Liegen Sie oft nachts wach und haben keine Lust mehr, Schafe zu zählen? Dann probieren Sie es mal mit einem beliebigen Wort – zum Beispiel «Baum». Stellen Sie sich ein paar Sekunden lang eine passende Szene vor. Dann nehmen Sie jeden Buchstaben des Wortes und denken sich dazu zusammenhangslose Begriffe aus. Also nach B wie Baum, A wie Ananas, U wie Uhu, M wie Marathon.

So entsteht eine zufällige Bildershow, die das Gehirn mit Belanglosem füttert – und dadurch vom Grübeln abhält. Dieses Prinzip des «Cognitive Shufflings» geht auf den kanadischen Kognitionspsychologen Luc P. Beaudoin zurück.

Während die Methode auf Social Media Anklang findet, ist sie unter Fachleuten in der Schweiz bisher wenig bekannt. Doch die Grundidee ist nicht neu: «Es gib ähnliche Ansätze aus den 1980ern und 1990ern, die auch da ansetzen: durch visuelle Vorstellung das Gedankenkarussell zu stoppen», sagt Salome Kurth, Neurowissenschaftlerin und Schlafforscherin an der Universität Freiburg.

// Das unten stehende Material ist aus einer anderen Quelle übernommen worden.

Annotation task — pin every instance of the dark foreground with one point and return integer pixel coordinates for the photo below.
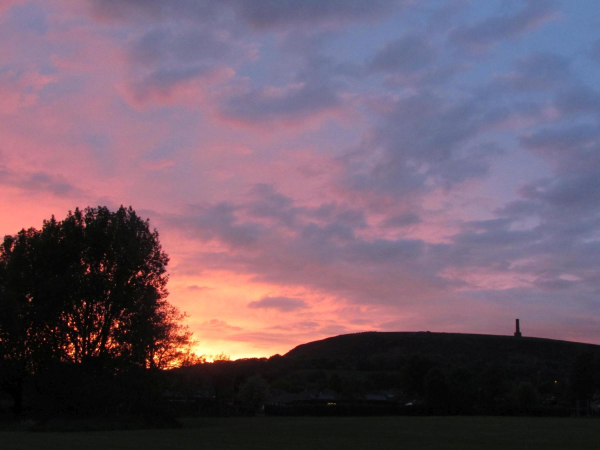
(284, 433)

Stress unterdrücken stresst

Auch eine theoretische Erklärung, warum wir überhaupt in solche Karussells kommen, stammt aus den Neunzigern: die Theorie der ironischen Prozesse. Sie besagt, dass der Versuch, bestimmte Gedanken oder Verhaltensimpulse zu unterdrücken, paradoxerweise dazu führt, dass sie noch stärker ins Bewusstsein treten.

Im Kontext von Schlafproblemen ist dieser Mechanismus besonders ungünstig: «Gedanken an stressige Situationen oder unerledigte Aufgaben drängen sich dann erst recht auf.» Die Aufgabe des «Cognitive Shufflings» wirke dem entgegen: Sie sei einfach genug, um nicht zu überfordern, aber fordernd genug, um das Gehirn zu beschäftigen – ohne Raum für Sorgen zu lassen.

Was ist Insomnie?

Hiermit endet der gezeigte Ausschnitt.